Brian Armstrong cites bans on tokenized stocks, DeFi restrictions, and weakened CFTC authority as reasons for rejecting the proposed U.S. crypto market bill.

Fact Check
The evidence strongly and consistently supports the statement. One source from Phemex directly reports that the Coinbase CEO has withdrawn support for the Senate crypto bill, even providing a direct quote calling the bill 'worse than the status quo'. This primary claim is heavily corroborated by multiple other high-authority sources. A CoinDesk news analysis and a Bloomberg report both establish the motive for this action, detailing a conflict over stablecoin provisions that Coinbase views as harmful to its business. Furthermore, very recent social media posts from CoinDesk, a credible industry news outlet, confirm that last-minute changes to the bill were 'prompting' the CEO to 'threaten' action. This progression from dissatisfaction to threats to a direct report of withdrawal creates a cohesive and credible narrative. There are no contradictions in the provided sources; they all point to the same conclusion.
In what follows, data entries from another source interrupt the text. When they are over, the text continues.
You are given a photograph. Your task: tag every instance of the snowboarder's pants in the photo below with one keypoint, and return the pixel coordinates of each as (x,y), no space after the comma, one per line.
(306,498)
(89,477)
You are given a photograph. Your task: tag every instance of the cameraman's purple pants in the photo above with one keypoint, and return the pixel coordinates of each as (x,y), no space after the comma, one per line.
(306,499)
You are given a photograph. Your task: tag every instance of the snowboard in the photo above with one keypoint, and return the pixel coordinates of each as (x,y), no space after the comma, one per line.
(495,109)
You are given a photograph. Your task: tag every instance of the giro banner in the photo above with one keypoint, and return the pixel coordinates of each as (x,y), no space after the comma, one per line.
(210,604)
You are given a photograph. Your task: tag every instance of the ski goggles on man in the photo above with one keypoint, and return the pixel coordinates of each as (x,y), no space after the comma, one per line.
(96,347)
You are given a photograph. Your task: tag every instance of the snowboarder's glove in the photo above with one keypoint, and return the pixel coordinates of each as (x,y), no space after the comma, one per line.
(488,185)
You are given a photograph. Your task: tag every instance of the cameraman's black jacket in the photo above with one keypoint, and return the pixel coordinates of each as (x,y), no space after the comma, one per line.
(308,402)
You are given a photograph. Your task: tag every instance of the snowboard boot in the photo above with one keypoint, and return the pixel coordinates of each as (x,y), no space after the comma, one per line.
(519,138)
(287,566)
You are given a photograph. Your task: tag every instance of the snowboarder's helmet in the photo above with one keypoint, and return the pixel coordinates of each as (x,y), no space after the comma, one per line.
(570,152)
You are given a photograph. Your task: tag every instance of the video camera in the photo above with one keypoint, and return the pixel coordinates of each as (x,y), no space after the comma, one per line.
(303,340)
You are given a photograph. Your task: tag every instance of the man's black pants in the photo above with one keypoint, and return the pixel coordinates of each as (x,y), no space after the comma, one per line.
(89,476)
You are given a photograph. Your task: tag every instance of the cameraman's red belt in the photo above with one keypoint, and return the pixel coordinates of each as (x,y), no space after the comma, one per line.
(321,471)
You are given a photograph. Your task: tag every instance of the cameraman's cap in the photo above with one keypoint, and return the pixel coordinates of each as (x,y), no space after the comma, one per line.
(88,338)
The combination of a direct claim and strong, consistent, corroborating evidence makes the statement highly probable.
Summary

Coinbase CEO Brian Armstrong announced that the company has withdrawn its support for the current U.S. cryptocurrency market structure bill, warning it could be worse than existing regulations. He criticized provisions banning tokenized stocks, limiting decentralized finance (DeFi), and reducing the Commodity Futures Trading Commission’s regulatory powers. Armstrong warned these issues risk delaying progress on legislative reform. The announcement adds to previous concerns over privacy risks and stablecoin restrictions, intensifying the debate ahead of the Senate Banking Committee’s upcoming hearing and vote.

Terms & Concepts
  • Crypto Market Structure Bill: Proposed legislation aimed at defining regulations and operational frameworks for cryptocurrency markets in the United States.
  • Commodity Futures Trading Commission (CFTC): An independent U.S. agency that regulates derivatives markets, including futures, swaps, and certain digital asset-related products.
  • Decentralized Finance (DeFi): A blockchain-based financial system that operates without traditional intermediaries, offering services like lending, trading, and asset management through smart contracts.